Depending on availability of space and garden, decide on the location of your herb garden: it can be outdoors, your kitchen window sill, or any other protected area, like a patio. However, for the sake of convenience, make sure that it is easy to reach and close to your kitchen.
Also bear in mind that herb plants have to be exposed to quite a number of hours of bright daylight or sun for them to sprout plentiful leaves and flowers. Furthermore, be aware of the watering and temperature requirements for herb growing. Herb plants need enough water, without keeping them soaked as they may succumb to root rot and powdery mildew diseases. They do not like severe heat or cold and therefore have to be protected in those cases.
A kitchen herb garden can be grown for many reasons: culinary, medicinal, aromatic or just because you enjoy their unique qualities and beauty. We often use a herb in only one of these areas without considering their other properties, for example, herbs like rosemary, thyme, marjoram and bay leaf were used in the past to preserve food when refrigerators were not as common as today. The more you learn about these amazing plants, the more you want to know about their amazing benefits!
Now comes the good part: you choose the herbs you want to grow. For a kitchen herb garden, you ideally want the herbs you love to use in your cooking for the superb, full flavor they add to your dishes. As we probably favor different herbs, I am providing some details on a number of popular, all-round herbs to grow for your kitchen herb garden.

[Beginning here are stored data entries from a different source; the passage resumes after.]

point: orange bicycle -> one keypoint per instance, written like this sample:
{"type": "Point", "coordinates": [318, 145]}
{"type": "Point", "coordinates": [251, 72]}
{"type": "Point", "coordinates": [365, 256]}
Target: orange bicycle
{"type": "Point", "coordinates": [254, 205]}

Basil is one that many people know for its lush green leaves and warm and spicy flavor it adds to sauces, pasta and omelet dishes. The famous Italian pesto sauce, which cannot be made without basil, is one of the most famous sauces in the world. Basil tastes delicious served with any tomato dish and adds flavor to all kinds of meat dishes.
You may not be aware of it but this herb supports the heart and digestive system.
Basil can be grown from seeds or seedlings from springtime onwards, and if you want to start earlier, preferably in a green house or protected, warm spot.
Mint is traditionally added when making a special, fragrant mint sauce to accompany lamb dishes. It is equally good in a relaxing hot tea or in a long, cool drink at the poolside during summertime.
The mint herb can be grown from a couple of inches of the root of the plant. They need to be watered regularly, and importantly, the mint plant needs to be restricted to one area by way of its own pot, or similar, as the roots can spread aggressively.
Parsley is actually not only an appealing and refreshing decorative plant on appetizing food platters. It is even more valuable when added to soups, omelets, stews and salads.
It is advised to soak parsley seeds overnight before sowing them in the spring, and to thin out the seedlings with about a foot of space in between them.
Traditionally the sage herb is one of the prime ingredients in the making of pork sausages and chicken and turkey stuffings. It is equally prized when added to cheese and omelet dishes.
Sage is also grown from seed or seedlings in the spring, with around one foot in between the plants.
This should get you start growing a basic kitchen herb garden. Other popular edible herbs include marjoram, origano, thyme, savory, chives and rosemary, but we will talk about them in another article. In the meantime, enjoy your cooking!